Mürüvvât, mürüvvetin çoğulu oluyor. Mürüvvet aslında imru'ün kelimesinin masdarı oluyor. Yani erlik demek, mertlik demek. Adam gibi, olgun yetişmiş bir insanın davranışları gibi davranan, onu gösteren kimseye mürüvvetli derler. Onları göstermeyen kimseye de, mürüvvetsiz derler. Yani ergin davranmıyor, tam bir adam değil. Hani o adam adam değil deriz ya, bazen böyle döneklik yapanlara.

Mürüvvet erlik mânâsına geliyor, ama bu da muamelede güvenilirlik, sözünde durma mânâsına.

"İnsanlara aklınızı kullanarak, aklınızı kullana kullana muamele yapın; onları öyle dirayetle idare edin!" Yani aklınızla onları idare edin!
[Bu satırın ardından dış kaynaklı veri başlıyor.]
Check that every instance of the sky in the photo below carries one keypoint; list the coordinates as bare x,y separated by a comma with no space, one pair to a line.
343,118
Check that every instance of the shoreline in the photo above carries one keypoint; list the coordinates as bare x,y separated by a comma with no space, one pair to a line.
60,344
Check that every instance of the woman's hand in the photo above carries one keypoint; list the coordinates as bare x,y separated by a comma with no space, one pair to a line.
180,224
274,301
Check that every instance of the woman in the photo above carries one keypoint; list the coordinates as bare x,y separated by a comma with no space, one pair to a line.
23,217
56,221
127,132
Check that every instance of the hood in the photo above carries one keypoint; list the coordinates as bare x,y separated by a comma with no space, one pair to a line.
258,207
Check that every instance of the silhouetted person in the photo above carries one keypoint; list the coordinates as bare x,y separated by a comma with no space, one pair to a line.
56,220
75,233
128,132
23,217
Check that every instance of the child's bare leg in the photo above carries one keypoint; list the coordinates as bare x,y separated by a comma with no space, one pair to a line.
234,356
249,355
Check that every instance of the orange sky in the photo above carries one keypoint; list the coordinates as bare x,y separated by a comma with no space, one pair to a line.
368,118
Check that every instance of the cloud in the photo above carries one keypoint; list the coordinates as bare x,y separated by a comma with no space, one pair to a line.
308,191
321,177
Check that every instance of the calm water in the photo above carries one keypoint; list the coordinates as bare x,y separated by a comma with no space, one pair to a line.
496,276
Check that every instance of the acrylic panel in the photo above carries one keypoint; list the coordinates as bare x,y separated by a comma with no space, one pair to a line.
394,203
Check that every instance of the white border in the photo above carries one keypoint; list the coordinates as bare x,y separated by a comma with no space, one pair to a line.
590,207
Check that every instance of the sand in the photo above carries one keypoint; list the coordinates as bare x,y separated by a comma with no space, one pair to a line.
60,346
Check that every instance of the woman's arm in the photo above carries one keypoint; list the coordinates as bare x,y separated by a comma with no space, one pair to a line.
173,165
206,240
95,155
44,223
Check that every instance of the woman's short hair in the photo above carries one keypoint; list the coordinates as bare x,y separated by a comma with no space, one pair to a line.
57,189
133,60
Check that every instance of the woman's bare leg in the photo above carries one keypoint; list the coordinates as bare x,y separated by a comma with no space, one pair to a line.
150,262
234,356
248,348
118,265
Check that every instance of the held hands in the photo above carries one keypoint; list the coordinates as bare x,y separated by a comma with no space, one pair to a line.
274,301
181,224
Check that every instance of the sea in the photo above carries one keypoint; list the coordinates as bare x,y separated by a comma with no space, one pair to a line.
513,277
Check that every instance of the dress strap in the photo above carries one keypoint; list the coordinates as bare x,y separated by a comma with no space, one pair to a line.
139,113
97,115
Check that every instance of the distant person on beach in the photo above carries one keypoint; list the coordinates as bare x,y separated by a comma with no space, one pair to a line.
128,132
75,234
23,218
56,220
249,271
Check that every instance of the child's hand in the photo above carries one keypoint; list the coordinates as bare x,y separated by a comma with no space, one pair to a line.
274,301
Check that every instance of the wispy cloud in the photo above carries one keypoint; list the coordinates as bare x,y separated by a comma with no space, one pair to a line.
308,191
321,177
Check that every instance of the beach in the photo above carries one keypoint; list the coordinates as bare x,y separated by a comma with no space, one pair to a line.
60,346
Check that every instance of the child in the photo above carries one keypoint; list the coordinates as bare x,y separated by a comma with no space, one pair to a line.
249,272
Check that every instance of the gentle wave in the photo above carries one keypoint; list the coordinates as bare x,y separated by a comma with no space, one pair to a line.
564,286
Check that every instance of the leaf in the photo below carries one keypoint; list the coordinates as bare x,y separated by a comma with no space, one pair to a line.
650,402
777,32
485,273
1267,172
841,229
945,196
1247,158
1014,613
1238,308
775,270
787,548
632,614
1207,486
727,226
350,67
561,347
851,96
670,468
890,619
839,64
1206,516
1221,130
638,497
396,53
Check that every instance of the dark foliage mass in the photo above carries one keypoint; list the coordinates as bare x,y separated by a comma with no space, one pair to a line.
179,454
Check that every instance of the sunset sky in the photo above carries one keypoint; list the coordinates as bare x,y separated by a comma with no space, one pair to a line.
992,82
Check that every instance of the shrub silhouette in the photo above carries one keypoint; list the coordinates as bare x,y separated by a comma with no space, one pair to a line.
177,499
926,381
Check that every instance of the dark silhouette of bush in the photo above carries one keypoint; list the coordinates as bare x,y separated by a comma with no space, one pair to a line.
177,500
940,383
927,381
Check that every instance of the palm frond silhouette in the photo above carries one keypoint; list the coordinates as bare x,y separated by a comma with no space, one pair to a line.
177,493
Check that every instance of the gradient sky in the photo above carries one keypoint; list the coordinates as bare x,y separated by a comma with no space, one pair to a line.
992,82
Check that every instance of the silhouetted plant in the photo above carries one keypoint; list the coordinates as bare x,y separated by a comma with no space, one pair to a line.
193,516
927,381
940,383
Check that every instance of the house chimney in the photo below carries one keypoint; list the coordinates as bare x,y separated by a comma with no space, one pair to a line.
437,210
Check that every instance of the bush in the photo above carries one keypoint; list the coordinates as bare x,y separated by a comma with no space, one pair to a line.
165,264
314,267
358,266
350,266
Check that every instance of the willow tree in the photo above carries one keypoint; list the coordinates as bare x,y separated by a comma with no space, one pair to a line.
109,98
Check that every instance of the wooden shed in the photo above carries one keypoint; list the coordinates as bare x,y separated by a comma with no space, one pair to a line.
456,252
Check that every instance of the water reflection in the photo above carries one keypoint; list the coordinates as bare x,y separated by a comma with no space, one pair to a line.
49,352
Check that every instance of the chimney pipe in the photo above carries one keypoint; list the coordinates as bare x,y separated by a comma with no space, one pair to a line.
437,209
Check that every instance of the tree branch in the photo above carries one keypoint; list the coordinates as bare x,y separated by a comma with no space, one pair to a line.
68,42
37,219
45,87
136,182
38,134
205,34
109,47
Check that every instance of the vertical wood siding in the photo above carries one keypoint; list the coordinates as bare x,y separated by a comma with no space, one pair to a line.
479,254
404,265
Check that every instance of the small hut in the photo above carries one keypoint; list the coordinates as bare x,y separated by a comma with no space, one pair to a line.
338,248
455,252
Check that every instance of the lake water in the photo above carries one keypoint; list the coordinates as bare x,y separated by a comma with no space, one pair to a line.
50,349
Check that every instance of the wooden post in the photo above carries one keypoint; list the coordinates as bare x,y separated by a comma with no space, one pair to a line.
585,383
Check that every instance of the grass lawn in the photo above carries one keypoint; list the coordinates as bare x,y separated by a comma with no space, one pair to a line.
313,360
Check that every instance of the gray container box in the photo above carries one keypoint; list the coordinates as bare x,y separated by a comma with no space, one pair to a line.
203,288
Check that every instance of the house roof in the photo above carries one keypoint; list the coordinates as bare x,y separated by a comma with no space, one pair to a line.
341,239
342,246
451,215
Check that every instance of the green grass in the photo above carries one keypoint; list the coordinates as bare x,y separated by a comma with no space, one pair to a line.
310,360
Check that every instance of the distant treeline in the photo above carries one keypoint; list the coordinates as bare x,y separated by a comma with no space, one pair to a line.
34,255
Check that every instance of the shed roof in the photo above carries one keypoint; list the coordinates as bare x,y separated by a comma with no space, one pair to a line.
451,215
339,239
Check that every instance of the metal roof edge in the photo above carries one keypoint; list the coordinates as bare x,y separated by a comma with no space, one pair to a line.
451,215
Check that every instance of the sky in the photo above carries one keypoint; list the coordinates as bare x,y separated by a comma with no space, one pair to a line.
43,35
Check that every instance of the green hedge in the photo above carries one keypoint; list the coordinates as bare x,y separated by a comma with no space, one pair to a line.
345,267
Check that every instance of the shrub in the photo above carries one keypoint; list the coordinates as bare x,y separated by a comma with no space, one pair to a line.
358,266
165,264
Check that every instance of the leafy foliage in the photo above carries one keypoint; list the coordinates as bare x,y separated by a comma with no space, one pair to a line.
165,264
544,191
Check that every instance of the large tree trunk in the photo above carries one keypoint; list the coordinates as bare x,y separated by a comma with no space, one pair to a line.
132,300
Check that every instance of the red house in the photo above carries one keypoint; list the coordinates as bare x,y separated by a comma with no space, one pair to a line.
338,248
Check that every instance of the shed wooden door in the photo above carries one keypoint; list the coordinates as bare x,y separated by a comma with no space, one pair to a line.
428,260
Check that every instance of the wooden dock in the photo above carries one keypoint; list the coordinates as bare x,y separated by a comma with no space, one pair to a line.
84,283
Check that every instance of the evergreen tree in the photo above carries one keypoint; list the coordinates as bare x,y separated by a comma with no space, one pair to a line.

Veya bunun aksi, akılla idare etmenin aksi ne olur? Nefsinizle, yâni nefsani duygularla yaparsanız; o zaman şöyle dedi, kızarsınız, böyle söyledi kızarsınız; oturdu kızarsınız, kalktı kızarsınız... "Öyle yapmayın da, aklınıza göre davranın!" diyor Efendimiz.

Demek ki, kendisini kısa bir tanıtma ile tanıtmış, ama arkasından etrafındaki müslümanlara, insanlarla beşeri ilişkilerini güzel yapmaları konusunda mütekabiliyet esasına göre, iyi davranana iyi davranmayı tavsiye eylemiş.

Ondan sonra da, dindar insan seçmeyi, onlarla daha iyi arkadaşlık yapmayı ve saygınlığına göre insanlara muameleyi dikkatlice yapmayı tavsiye eylemiş.

"Ve hissiyâtınıza mağlub olarak insanlarla münâsebetlerinizi kızgınlıklarla, düşmanlıklarla götürmeyin de aklınızla götürün, mantıklı davranın!" diye tavsiye buyurmuş.

Diğer hadis-i şerif. Orada da Peygamber Efendimiz kendisi hakkında bilgi veriyor. O bilgilerden de bize çok faydalı işaretler çıkacak. Buyuruyor ki:

Ene muhammedün "Ben Muhammedim." Dedesi Abdül-Muttalib, doğduğu zaman bu torununa Muhammed ismini vermiş. Muhammed; çok medhedilmiş, çok övülmüş kişi demek. Araplar arasında yaygın bir isim değil. Şaşırmışlar:

"--Niye bu ismi verdin?" demişler.

Demiş ki:

"--Yerde de, gökte de övülen bir insan olsun diye düşündüm."

Tabii, öyle mübarek insanların isminin konulması da, hep Cenab-ı Hakk'ın işaretiyle olur. Muhammed bir ismi.

Ve ahmedün "Ben Ahmedim." Ahmed de aynı mânâya gelir... 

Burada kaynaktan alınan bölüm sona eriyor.